Interestingly, there was a significant difference in the specificity but not in the sensitivity between the groups using a single MRI sequence [14, 19, 20] and multiparametric images [21, 22]. The nonsignificant sensitivity difference between the two groups can be attributed to two reasons. First, quantifying the heterogeneous spatial gray distribution including intratumoral spatial variation and intensity of the entire tumor in the second-order features allowed for the classification of the heterogeneous HGG over the first-order statistical TA [21, 28]. Therefore, the second-order features that were extracted in all reviewed studies could contribute to a statistically insignificant sensitivity difference between the two groups. Second, the performance of combining different MRI techniques in differentiating HGG from LGG is questionable because the combination of conventional and advanced MRI sequences, including PWI, DWI, and magnetic resonance spectroscopy, did not significantly increase the glioma grading performance [29, 30]. Furthermore, conventional MRI variables including enhancement and necrosis have been reported as the major predictors in differentiating HGG from LGG above the combination of conventional MRI with PWI, DWI, and MRS [31]. Therefore, the sequence differences between the two groups may be insignificant because of the contributory role played by the conventional MRI sequences that were included in each group. As a result, no significant difference in the sensitivity between the single MRI sequence and the multiparametric image was observed in this study.
The higher specificity in the multiparametric group can be attributed to the apparent diffusion coefficient (ADC) values extracted from DWI [21] and cerebral blood flow extracted by perfusion imaging [22]. Even though the ADC values in differentiating LGG from HGG varied from study to study [29], T1-CE, ADC slow, T2 WI, and CBF have been widely used to classify LGG. Among various biomarkers, the ADC value has demonstrated the feasibility of classifying LGG by the higher ADC values in LGG than HGG [32, 33], and the entropy of ADC values among various texture analysis software showed promising results [7, 9]. Therefore, it is reasonable to assume that advanced MRI sequences for estimating angiogenesis and blood perfusion play a role in classifying LGG. In short, the higher false-positive rate in the single-image sequence group and the higher specificity of differentiating LGG in the multiple sequences resulted from the use of multiple imaging sequences for grading gliomas.
All results including sensitivity, specificity, PLR, and NLR were higher in the group with fewer feature numbers [14, 19, 21] than those that were greater than or equal to the total sample size [20, 22]. This can be attributed to two causes.
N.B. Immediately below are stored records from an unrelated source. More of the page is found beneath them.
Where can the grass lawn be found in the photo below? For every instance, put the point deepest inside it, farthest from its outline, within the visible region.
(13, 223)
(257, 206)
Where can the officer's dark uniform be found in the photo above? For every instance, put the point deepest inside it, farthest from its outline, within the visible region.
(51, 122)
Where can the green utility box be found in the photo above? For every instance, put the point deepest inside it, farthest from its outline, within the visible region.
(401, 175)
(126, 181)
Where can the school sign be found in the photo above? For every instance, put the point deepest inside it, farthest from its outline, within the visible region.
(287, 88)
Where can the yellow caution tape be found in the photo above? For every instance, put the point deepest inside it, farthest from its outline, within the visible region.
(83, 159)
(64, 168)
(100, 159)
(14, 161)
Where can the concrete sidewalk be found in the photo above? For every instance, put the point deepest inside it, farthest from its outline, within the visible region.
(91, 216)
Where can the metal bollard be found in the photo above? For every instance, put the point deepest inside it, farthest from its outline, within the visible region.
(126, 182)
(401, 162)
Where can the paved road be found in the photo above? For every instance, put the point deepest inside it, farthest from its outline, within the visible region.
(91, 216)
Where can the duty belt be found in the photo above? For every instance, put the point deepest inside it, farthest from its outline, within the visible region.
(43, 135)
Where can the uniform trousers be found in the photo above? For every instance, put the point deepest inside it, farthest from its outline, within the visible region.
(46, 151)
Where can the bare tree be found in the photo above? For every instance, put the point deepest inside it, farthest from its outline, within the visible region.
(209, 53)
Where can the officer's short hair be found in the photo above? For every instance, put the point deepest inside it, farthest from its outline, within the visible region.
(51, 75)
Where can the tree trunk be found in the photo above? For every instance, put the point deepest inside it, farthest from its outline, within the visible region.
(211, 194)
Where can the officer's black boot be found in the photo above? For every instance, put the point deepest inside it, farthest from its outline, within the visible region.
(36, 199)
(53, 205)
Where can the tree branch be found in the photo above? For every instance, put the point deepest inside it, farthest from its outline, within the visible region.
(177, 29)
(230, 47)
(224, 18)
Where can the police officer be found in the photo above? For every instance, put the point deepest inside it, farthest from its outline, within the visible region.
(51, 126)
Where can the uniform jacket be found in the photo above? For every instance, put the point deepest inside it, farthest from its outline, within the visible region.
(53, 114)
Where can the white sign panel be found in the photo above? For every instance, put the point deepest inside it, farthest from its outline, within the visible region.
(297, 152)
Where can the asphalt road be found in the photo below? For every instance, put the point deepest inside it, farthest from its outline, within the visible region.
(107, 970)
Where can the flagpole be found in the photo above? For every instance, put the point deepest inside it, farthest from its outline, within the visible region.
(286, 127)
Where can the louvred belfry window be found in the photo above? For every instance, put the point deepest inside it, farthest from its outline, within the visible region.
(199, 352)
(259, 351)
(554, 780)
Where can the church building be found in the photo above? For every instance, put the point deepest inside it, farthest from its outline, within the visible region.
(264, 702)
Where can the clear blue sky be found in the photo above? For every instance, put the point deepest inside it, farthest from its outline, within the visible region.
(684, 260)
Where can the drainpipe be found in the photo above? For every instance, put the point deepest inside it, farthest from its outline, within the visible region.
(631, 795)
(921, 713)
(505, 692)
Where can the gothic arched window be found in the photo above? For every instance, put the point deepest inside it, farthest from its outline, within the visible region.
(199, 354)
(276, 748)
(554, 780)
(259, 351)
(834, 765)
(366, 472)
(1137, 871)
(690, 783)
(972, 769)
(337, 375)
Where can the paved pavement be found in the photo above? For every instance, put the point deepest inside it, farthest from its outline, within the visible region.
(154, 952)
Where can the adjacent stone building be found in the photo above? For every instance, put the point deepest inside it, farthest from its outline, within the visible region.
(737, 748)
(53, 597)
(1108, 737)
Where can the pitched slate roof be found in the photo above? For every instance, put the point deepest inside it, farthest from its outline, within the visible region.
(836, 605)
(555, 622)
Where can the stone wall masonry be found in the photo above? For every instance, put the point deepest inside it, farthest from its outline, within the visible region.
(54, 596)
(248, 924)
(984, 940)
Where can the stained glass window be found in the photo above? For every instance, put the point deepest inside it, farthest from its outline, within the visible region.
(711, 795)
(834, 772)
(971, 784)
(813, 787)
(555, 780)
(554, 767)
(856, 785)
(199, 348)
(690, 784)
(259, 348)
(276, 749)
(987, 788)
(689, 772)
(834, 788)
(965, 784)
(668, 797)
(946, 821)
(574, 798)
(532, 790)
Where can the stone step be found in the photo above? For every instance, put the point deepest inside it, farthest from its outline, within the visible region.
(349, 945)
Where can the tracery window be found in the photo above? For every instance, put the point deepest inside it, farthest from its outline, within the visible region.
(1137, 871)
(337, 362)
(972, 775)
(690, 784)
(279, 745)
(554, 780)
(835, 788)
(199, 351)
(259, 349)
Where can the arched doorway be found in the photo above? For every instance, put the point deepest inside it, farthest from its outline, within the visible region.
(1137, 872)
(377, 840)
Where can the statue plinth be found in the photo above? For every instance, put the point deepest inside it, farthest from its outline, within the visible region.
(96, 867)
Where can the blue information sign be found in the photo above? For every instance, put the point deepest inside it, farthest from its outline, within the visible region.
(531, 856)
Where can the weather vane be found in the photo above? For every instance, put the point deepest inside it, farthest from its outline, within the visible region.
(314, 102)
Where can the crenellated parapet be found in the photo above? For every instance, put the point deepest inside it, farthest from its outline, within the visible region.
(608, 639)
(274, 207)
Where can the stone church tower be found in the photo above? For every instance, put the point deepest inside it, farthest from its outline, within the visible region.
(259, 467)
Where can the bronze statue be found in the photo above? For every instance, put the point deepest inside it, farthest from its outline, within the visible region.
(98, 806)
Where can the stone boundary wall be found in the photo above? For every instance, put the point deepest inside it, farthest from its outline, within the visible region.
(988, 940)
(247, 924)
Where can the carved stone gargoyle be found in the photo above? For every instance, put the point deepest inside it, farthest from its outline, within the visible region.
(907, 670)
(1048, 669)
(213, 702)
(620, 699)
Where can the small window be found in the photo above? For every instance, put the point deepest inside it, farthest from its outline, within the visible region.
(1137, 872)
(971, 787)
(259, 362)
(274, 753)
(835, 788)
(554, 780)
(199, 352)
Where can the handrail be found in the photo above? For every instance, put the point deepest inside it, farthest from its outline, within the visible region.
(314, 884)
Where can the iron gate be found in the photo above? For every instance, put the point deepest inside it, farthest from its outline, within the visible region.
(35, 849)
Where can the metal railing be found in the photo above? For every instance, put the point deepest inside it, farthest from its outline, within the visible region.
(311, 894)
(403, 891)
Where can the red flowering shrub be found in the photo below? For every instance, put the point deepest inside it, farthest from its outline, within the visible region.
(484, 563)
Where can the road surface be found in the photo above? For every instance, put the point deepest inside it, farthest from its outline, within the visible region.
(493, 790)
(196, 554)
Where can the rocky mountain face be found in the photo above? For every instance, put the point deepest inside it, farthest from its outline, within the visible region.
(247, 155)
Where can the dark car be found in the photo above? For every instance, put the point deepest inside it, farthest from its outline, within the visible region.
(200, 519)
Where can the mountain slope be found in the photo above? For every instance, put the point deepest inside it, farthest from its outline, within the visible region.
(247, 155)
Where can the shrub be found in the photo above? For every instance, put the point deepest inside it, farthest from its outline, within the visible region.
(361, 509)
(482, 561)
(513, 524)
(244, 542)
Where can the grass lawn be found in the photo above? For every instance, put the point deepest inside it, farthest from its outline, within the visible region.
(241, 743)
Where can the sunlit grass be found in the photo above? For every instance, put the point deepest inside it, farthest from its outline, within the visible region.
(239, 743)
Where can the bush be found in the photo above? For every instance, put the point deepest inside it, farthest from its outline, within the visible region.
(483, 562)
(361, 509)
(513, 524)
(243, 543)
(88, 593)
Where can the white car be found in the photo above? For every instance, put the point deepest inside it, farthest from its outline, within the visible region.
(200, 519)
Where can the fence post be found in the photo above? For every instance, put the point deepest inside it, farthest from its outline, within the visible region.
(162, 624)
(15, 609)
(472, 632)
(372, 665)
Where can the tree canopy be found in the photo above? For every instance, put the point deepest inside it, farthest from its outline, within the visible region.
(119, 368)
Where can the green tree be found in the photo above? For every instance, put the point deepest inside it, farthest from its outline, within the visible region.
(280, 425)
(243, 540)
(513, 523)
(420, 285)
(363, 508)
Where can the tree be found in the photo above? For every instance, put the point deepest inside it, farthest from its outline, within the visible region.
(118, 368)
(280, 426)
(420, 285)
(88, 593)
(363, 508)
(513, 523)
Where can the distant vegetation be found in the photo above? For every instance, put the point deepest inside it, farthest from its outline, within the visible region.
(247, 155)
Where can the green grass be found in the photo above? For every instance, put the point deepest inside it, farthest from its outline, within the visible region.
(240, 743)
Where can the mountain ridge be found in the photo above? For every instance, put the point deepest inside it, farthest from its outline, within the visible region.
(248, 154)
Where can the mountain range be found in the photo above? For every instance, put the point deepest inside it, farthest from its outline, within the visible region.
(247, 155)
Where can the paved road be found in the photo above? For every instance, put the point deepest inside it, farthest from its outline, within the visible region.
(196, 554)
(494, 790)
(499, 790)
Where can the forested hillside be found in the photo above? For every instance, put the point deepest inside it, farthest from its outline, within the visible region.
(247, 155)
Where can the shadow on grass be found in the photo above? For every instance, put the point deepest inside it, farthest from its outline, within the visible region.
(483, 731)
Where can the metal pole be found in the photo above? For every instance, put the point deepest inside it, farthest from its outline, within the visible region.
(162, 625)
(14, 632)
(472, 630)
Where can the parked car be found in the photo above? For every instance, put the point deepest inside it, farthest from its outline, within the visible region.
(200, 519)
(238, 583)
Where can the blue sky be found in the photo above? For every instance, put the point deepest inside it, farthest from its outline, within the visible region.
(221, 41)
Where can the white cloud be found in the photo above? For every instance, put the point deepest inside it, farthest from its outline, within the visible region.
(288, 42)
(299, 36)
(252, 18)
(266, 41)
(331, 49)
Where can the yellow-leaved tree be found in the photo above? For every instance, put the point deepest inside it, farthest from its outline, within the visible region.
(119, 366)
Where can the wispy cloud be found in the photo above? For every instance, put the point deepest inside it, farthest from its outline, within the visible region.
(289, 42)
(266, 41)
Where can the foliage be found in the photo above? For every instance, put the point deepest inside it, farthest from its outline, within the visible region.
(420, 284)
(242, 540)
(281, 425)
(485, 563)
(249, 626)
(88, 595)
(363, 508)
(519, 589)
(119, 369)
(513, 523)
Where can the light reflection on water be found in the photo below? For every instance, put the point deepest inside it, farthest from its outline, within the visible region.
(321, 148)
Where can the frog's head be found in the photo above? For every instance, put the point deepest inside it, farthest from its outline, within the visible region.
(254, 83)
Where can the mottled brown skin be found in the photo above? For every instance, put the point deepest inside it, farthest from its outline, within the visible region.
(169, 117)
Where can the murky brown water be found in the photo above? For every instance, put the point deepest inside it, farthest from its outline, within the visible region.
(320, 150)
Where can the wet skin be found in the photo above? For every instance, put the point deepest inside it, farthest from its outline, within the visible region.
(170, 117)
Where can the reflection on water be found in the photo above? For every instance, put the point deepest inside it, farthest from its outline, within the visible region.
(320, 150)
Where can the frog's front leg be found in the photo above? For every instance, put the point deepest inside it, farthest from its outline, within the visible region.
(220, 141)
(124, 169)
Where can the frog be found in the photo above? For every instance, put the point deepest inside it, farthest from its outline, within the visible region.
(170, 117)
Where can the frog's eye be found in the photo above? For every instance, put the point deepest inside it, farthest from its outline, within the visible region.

First, the sample size difference between the two groups may affect the performance of the group that selected fewer feature numbers than the total sample size (547 vs. 82), as described in the following section of this paper. Second, selecting a method to reduce the dimensionality of feature space in radiomics is an essential component of feature selection. In fact, reducing redundant features is important to avoid overfitting and improving data, even though there is no gold standard for the appropriate number of features. Therefore, a small number of features are recommended, either one-tenth of the total sample data [34] or the square root of the total sample data [35]. Furthermore, a high contribution of the gray-level gradient cooccurrence matrix (GLGCM) features when grading gliomas suggested the importance of the second-order feature numbers in the study [21]. In short, the group that selected a smaller number of quantitative features than the total sample size exhibited better performance in grading gliomas.
4.1. Limitation
Several limitations were observed in our study. Only five studies were included in the meta-analysis, while the recommended number of studies for meta-analysis, according to the Cochrane DTA handbook, is at least 30 for sufficient power [23].
Therefore, the assessment of a publication bias using the Deek funnel plot asymmetry test was excluded because the small number of meta-analyses could skew the result due to the number difference between the small and large studies [36, 37] and the heterogeneous sources in the meta-analysis [38].
The poor quality of the report that excluded crucial result information contributed to the scarcity of literature for performing a meta-analysis of the accuracy of this diagnostic test in radiomics studies. Overall, the poor quality of the reporting has limited the study of radiomics in neurooncology [39] because guidelines for reporting quantitative imaging results have not yet been established. Regardless of the scarcity of literature, the total sample size of 629 subjects may be sufficient to represent the predictive value of ML-based radiomics analysis in differentiating HGG from LGG.
4.2. Future
Several factors should be improved for future studies related to ML-based radiomics for grading glioma. First, all reviewed studies did not include the updated WHO 2016 glioma classification standard for combining molecular profiling with histopathological profiling. Second, the dataset size still plays a key role in grading gliomas. Therefore, enlarging the dataset should also be considered to overcome the imbalance caused by oversampling a small sample to improve classifier performance [21].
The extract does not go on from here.